Codelco, the world’s largest copper producer and a symbol of national pride, is aiming this year to reverse two years of falling production in a bid to not only boost profits but also buttress Chile’s sway over global markets.
That plan has been complicated as cost overruns and delays, including accidents, have dogged maintenance and expansion projects.
While Codelco met its first-quarter production target, April’s numbers likely will be “a little low,” Williams said, after a worker died in an accident at the company’s Radomiro Tomic mine, shuttering production for a few days.
Codelco produced 1.42 million metric tons of copper in 2023, while the mines in Chile operated by Australian miner BHP, including Escondida, the world’s biggest copper mine that it co-owns with Rio Tinto and Japan’s JECO Corp, produced 1.39 million tons.
The 50-year-old Codelco accounts for about a quarter of total copper output in Chile.
“I don’t think that just one element – production – could at some point detract from Codelco’s prestige,” Williams told Reuters in an interview, when asked about the potential fallout of Codelco being displaced by BHP. “Outside Chile, to talk about Codelco is to talk about a benchmark in mining.”
President Gabriel Boric on Wednesday told nearly 2,000 attendees at a major copper industry conference that he expected Codelco’s output to rebound this year.
Williams said she was also supportive of BHP boosting production, noting that Escondida alone produces more than 1 million tons of copper a year.

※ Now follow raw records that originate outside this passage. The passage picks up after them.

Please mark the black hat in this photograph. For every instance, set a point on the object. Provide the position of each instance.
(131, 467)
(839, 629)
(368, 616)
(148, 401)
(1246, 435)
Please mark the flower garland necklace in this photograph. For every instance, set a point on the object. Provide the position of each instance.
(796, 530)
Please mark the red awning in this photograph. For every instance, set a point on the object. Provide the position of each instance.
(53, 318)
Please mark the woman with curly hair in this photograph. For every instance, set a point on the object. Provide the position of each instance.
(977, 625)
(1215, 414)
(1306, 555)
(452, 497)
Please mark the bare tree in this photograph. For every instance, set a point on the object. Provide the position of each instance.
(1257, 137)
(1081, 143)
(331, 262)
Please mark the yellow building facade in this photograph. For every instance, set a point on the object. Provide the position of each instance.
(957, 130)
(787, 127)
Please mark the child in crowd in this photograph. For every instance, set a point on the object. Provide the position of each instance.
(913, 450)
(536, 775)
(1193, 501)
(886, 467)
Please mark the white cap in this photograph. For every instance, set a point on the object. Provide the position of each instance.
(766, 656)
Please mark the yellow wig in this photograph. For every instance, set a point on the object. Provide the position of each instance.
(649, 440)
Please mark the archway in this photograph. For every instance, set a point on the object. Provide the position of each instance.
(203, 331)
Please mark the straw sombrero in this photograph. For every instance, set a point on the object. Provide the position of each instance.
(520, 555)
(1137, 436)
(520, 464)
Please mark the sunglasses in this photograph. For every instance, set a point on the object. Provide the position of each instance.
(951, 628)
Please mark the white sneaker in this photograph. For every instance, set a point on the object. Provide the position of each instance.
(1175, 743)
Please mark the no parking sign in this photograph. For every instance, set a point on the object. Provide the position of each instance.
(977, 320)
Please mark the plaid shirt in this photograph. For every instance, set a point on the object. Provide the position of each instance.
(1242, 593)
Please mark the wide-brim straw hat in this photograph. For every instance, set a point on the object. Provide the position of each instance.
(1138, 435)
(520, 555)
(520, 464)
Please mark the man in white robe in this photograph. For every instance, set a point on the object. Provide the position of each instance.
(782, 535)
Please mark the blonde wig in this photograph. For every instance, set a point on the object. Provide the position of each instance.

“This is more than a competition. It’s about producing responsibly and developing the mining sector,” she said.
Along with that goal, Chile aims to support new projects through faster permitting processes, and wants to boost production of the battery metal lithium, which is currently only extracted by two companies in the country.
Saudi Arabia’s embassy in Santiago approached the ministry about hosting a delegation from the Middle Eastern country later this year to discuss potential investments in Chile’s mining sector, said Rodrigo Urquiza, the ministry’s head of international affairs.
Williams declined to be more specific about which metals could be of interest to Saudi Arabia.
On lithium, Williams said that the Boric administration had no plans to mandate a specific type of direct lithium extraction (DLE) technology for private companies that aims to extract the battery metal from the country’s salt flats.
Boric last year announced an ambitious plan to phase out evaporation ponds, traditionally used to remove the metal from brine, and require the use of DLE across the country, which has the world’s largest lithium reserves.
“For us, it’s implicit that lithium development has to come with new technologies,” Williams said.
She unveiled a process earlier this week to solicit private interest in development of the country’s salt flats. As part of the application process, the ministry is asking applicants what type of DLE they would use.
“There is no single recipe here, because the salt flats are different,” she said.